BishopAccountability.org
 
  Human Rights Group Says Bishop Failed to Report Fugitive Sex Suspect Priest

Associated Press
June 29, 2004

The children's rights group Casa Alianza on Tuesday criticized a Costa Rican bishop for failure to report the whereabouts of a priest facing charges of sex abuse.

Bishop Angel Sancasimiro of Ciudad Quesada learned the whereabouts of the fugitive, Rev. Enrique Vasquez, "and did nothing to alert the prosecution," said Rocio Rodriguez, coordinator of Casa Alianza's legal program.

Rodriguez said legal authorities should investigate the actions of the church, and particularly Sancasimiro, who acknowledged that he knew of Vazquez's whereabouts in 2000.

The Dallas Morning News recently reported that Sancasimiro had freed Vasquez to work abroad in the mid-1990s after the man acknowledged he had abused an altar boy.

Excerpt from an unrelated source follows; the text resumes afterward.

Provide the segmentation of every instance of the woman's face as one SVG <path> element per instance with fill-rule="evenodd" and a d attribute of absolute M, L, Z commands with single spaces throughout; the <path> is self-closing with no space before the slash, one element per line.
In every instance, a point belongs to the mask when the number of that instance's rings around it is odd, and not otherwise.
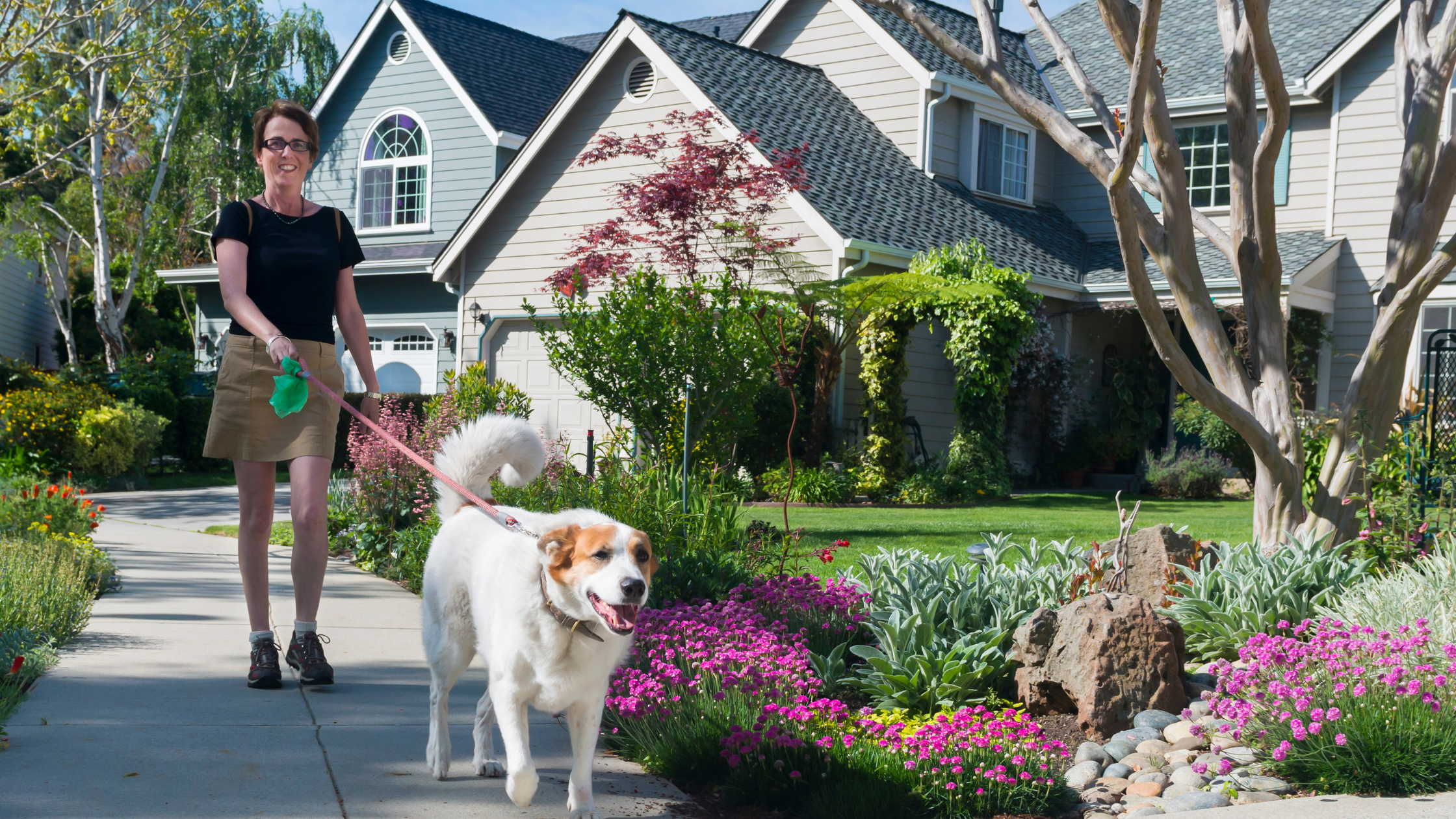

In 1998, a criminal complaint was filed in Costa Rica by the mother of a boy allegedly abused by the priest and the nation's child welfare agency brought criminal charges.

Sancasimiro told the newspaper that he knew then where the priest was and that he had urged the man to return to face the charges.

The Morning News said the priest worked in New York, South Carolina and Connecticut before going to Honduras.

An international arrest warrant was issued on March 15, 2003 - two days after Vasquez vanished from the village of Guinope in Honduras, where he had been working with the knowledge of Honduran church officials.

Sancasimiro has acknowledged helping pay part of Vasquez's stay at a center for troubled priests in Mexico.

In an interview Tuesday with a radio program, the bishop said he wanted the case solved, but he said he was not sure about the details of the allegations against Vasquez.

"I did not help him flee from justice," the bishop said, "just that he could confront it with a little more dignity."

He said prosecutors had not indicated that he should say if he knew something about Vasquez.

Rodriguez said that was "an argument that is disrespectful and in no way serious about the suffering of the victims."